Toda una carpintería teatral de elegante y desbocado ambiente aristocrático, además de sano cinismo, a la que, por desgracia, sigue sin ayudar mucho la impostada pose de algunos actores, cuyas formas de abordar piezas de estas características se circunscribe a no parar de gesticular o dar voces. Afectaciones evitadas en todo momento por la profesionalidad y simpático dinamismo de los intérpretes que dan fuste a la referida versión cinematográfica, entre los que se cuentan, junto a los ya mencionados, Mary Delgado (1916-1984), como la esquiva y desconcertante Julia, hermana de Mariana; Ana de Siria (c.1885-1951), como la imponente tía Micaela Briones; Angelita Navalón (-), en el papel de la criada Práxedes; Juan Calvo (1892-1962) y Joaquín Roa (1895-1981), encarnando a los criados Leoncio y Fermín, respectivamente; Emilio Ruíz (-), haciendo lo propio con un comisario, y José Prada (1891-1983), interpretando a Dimas, el incógnito marido de Julia. Sin olvidar la simpática presencia de Enrique Herreros (1903-1977), como un acomodador de cine. Un desparpajo que se traslada a una imagen que, a su vez, sabe cómo proporcionar un endiablado ritmo al argumento.

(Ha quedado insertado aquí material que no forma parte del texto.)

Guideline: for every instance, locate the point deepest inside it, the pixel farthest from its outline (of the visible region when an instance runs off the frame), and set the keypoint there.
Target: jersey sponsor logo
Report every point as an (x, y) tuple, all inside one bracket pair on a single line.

De este modo, Rafael Gil participa de esa modernización de la escena, al transferir las virtudes de la obra teatral a la película. No en vano, también es obligación de cualquier artista que así lo desee, volver a hacer soñar y, como el propio Jardiel Poncela recordaba, ¿por qué contemplar en escena una realidad que vemos en la calle todos los días?
Muchas veces, esta capacidad fabulesca ha sido menospreciada por los adalides de lo sociológico (y pienso en determinados críticos contemporáneos o en los censores –pasados o presentes-, mucho más que en los propios dramaturgos), como si dicha competencia quedara al margen de la sociedad, o no formara parte de un compromiso de lo más valioso y particular.
Expresado de otro modo, el teatro de Enrique Jardiel Poncela, y la fiel traslación cinematográfica de Rafael Gil, forman parte de una obra creativa mucho más rica en ideas que en ideologías. Por suerte para el lector y el espectador de los siglos venideros.